One would have expected the President of UoM to come forward and voice his opinion publicly on this issue. The public at large and the young generation expect a high standard of integrity and principles from the governing body of the university. Surely, no one wishes to see diluting political interferences in the work of academics training a generation of professionals who will run the affairs of the country in a near future. The institution loses its respect when it allows specific political and communal interventions to hold sway by imposing last-minute decisions on a majority of students who have prepared themselves to take up tests at stated points in time. This is totally unacceptable as there was no ‘force majeure’ to rule in favour of the exception. On the contrary, it succeeded to put the entire student population into a state of disarray. When you measure the psychological impact of such wayward decisions on the students as a whole, you have a clear measure of the damage done.

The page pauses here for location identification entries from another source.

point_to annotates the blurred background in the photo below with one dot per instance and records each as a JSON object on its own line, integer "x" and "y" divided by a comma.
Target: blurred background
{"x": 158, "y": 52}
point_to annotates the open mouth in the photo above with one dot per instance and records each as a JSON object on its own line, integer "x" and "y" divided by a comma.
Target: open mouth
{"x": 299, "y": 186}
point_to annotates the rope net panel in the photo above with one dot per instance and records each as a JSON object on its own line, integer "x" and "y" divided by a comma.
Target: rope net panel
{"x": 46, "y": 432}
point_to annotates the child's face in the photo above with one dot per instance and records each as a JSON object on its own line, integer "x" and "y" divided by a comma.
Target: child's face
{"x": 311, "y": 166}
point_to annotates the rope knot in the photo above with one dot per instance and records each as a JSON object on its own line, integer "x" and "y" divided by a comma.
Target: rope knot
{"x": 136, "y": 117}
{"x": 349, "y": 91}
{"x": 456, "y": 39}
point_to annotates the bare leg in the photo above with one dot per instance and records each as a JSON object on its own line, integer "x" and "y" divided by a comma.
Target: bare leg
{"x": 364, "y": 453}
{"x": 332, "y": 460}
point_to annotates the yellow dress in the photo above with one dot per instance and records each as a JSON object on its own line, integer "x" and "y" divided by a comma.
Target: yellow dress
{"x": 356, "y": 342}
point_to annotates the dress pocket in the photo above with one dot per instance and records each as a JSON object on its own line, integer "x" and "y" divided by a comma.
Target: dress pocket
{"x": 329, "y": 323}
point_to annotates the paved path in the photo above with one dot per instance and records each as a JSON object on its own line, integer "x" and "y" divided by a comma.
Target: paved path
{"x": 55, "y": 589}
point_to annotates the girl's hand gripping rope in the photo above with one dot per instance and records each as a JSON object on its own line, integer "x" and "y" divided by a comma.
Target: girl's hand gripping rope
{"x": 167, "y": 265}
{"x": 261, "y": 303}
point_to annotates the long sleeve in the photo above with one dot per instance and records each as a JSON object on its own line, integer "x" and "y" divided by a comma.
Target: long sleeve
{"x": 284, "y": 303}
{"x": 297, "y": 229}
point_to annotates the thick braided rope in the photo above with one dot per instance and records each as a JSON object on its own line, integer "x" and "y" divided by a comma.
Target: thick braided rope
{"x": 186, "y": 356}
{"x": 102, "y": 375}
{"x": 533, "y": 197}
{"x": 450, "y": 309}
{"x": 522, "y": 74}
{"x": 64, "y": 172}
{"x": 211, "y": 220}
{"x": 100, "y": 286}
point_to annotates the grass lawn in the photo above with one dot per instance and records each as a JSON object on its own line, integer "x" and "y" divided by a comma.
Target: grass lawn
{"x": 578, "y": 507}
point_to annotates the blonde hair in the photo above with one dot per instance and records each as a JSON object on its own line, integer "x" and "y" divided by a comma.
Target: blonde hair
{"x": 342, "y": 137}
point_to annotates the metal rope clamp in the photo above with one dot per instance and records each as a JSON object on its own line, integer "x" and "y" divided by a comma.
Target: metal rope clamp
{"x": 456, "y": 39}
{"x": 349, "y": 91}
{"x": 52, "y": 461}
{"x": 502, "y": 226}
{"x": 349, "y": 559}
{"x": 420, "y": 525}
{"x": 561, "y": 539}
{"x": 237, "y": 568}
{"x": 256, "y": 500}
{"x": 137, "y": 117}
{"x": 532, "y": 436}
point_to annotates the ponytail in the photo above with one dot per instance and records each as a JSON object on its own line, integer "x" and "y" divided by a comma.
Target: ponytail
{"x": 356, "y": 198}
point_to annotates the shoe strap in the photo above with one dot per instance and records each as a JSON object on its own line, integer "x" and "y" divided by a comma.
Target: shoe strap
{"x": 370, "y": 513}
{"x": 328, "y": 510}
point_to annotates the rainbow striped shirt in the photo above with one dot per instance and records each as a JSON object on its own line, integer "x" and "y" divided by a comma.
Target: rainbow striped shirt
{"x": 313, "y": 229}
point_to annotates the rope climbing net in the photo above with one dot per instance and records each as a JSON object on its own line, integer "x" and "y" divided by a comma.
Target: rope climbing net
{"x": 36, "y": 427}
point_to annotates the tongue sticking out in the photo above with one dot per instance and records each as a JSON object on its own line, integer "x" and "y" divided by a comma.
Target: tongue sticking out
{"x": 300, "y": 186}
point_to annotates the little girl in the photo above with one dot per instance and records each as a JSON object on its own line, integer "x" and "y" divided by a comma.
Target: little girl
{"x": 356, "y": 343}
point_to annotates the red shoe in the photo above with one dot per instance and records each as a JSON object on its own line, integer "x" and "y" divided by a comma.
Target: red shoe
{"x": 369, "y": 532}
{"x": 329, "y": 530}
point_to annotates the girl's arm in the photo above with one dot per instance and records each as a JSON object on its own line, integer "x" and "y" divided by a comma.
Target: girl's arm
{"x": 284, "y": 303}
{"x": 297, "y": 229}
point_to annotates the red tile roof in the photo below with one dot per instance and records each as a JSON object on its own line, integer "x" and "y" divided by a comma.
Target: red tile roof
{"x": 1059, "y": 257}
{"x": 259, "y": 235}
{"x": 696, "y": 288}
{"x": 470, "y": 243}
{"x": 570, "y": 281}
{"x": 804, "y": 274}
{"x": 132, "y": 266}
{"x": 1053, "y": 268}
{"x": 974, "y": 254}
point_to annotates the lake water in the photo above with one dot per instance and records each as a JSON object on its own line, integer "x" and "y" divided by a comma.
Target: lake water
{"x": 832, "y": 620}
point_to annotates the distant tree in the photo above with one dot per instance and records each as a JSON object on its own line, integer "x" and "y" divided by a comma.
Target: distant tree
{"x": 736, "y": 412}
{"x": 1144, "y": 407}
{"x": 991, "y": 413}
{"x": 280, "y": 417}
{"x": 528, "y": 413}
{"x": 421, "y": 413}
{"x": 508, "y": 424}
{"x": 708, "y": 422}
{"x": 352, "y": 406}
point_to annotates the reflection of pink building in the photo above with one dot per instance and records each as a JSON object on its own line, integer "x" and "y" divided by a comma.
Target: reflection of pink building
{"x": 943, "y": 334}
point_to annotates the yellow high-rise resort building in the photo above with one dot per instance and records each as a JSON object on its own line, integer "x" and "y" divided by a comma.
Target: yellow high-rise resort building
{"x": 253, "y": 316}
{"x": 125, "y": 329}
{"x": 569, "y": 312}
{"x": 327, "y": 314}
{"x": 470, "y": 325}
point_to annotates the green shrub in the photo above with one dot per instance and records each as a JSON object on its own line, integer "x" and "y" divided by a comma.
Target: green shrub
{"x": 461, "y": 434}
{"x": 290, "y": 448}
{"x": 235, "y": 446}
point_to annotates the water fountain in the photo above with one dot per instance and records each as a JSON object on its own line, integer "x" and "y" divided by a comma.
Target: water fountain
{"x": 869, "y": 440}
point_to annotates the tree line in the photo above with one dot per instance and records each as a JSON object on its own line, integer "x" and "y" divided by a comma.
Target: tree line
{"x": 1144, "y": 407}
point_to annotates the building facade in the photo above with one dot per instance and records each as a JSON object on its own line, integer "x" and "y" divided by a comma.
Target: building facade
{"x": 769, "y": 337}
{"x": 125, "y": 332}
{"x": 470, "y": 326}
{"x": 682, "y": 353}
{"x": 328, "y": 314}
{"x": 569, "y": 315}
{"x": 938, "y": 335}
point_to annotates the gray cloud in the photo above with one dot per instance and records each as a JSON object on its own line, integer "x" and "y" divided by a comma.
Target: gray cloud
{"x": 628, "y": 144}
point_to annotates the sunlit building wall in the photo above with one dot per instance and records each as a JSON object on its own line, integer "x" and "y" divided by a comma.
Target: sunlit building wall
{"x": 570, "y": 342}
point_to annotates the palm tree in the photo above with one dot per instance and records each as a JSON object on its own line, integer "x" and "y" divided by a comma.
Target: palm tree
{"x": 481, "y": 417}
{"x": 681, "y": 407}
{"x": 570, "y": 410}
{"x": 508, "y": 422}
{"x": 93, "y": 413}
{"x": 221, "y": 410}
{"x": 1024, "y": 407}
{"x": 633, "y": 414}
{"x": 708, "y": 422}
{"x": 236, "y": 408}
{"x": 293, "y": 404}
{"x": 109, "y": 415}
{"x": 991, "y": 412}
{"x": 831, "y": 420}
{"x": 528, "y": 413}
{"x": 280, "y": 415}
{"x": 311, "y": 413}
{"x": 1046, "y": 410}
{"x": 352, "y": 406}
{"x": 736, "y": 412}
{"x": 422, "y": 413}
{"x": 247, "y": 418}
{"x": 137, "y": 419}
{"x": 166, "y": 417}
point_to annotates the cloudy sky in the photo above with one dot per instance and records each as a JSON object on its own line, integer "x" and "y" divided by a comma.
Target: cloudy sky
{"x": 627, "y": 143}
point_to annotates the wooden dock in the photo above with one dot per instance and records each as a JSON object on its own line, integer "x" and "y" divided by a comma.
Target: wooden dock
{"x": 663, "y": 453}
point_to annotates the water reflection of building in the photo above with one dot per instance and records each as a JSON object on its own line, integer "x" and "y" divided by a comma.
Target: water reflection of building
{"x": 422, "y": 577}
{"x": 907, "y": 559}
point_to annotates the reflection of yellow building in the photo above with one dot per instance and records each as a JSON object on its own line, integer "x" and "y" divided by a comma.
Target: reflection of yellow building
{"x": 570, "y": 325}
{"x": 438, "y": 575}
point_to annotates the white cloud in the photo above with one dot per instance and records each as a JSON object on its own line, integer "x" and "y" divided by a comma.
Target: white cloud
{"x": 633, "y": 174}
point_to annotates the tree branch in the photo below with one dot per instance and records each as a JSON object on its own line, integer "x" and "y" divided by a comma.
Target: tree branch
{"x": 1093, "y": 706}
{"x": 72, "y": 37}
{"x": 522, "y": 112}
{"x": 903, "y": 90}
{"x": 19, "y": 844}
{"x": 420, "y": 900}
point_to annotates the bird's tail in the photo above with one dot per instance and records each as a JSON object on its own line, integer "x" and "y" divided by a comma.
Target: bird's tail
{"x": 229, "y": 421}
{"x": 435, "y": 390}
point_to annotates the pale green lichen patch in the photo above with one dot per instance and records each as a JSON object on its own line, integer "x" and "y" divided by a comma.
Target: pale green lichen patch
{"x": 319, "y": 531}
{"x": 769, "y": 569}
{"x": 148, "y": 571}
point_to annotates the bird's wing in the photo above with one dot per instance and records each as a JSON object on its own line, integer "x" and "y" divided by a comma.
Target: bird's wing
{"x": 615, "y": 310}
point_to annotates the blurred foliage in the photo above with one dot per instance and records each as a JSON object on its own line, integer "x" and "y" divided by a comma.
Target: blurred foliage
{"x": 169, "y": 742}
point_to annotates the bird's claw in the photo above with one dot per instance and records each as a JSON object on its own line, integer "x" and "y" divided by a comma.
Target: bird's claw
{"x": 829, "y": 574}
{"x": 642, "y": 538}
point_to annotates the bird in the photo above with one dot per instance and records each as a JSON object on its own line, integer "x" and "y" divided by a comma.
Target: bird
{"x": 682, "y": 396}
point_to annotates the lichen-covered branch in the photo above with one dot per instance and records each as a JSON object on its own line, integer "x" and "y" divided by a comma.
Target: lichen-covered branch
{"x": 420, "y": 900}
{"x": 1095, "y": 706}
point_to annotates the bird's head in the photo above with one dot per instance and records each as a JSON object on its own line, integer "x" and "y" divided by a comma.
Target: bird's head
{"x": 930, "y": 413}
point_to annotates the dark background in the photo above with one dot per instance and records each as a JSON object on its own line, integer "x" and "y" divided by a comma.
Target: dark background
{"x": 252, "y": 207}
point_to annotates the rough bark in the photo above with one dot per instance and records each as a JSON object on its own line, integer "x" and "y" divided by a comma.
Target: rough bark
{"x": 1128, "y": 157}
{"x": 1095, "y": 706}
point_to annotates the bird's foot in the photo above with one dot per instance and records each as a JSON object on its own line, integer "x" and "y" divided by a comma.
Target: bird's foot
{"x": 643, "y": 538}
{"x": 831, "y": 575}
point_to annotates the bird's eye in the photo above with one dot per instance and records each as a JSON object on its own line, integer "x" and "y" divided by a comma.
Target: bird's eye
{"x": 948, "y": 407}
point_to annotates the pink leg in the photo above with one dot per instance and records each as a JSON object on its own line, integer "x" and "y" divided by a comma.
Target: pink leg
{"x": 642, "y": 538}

Minister Jeetah has unfortunately given in to this demand. Public outrage should warn ministers that this manner of yielding to pressure may backfire. The Labour Minister has put himself in the front line to introduce into the domain of public education certain new elements specific to one religious group. Normally, there is an escalation of such demands from diverse groups once an exception is introduced. Tensions are unnecessarily created across the board and they often become unmanageable. For this reason, it is advisable not to invite unwanted guests to the table by refraining from going into a slant that shifts the debate to infighting rather than to advancing a broader national framework
Mauritians are educated, mature and pragmatic citizens who are treated at times like untutored children by the ruling class. With a view to calming down the stir caused by the minister’s indirect intervention into what should have been strictly matters for the UoM and the Ministry of Education to deal with, a few persons appeared on the MBC to try to justify it. This does not work out. We have succeeded as a society by keeping down sectional differences from manifesting themselves. It has been a good policy. Private practices that have been accepted so far as normal in the public domain are good enough. Instead of importing more of private practices into the public domain, it would make sense to abide rather strictly by universal values that can be adopted by each and every citizen of this country. There is no point to widen the universe of exceptions if really we want to move together towards tackling other national priorities.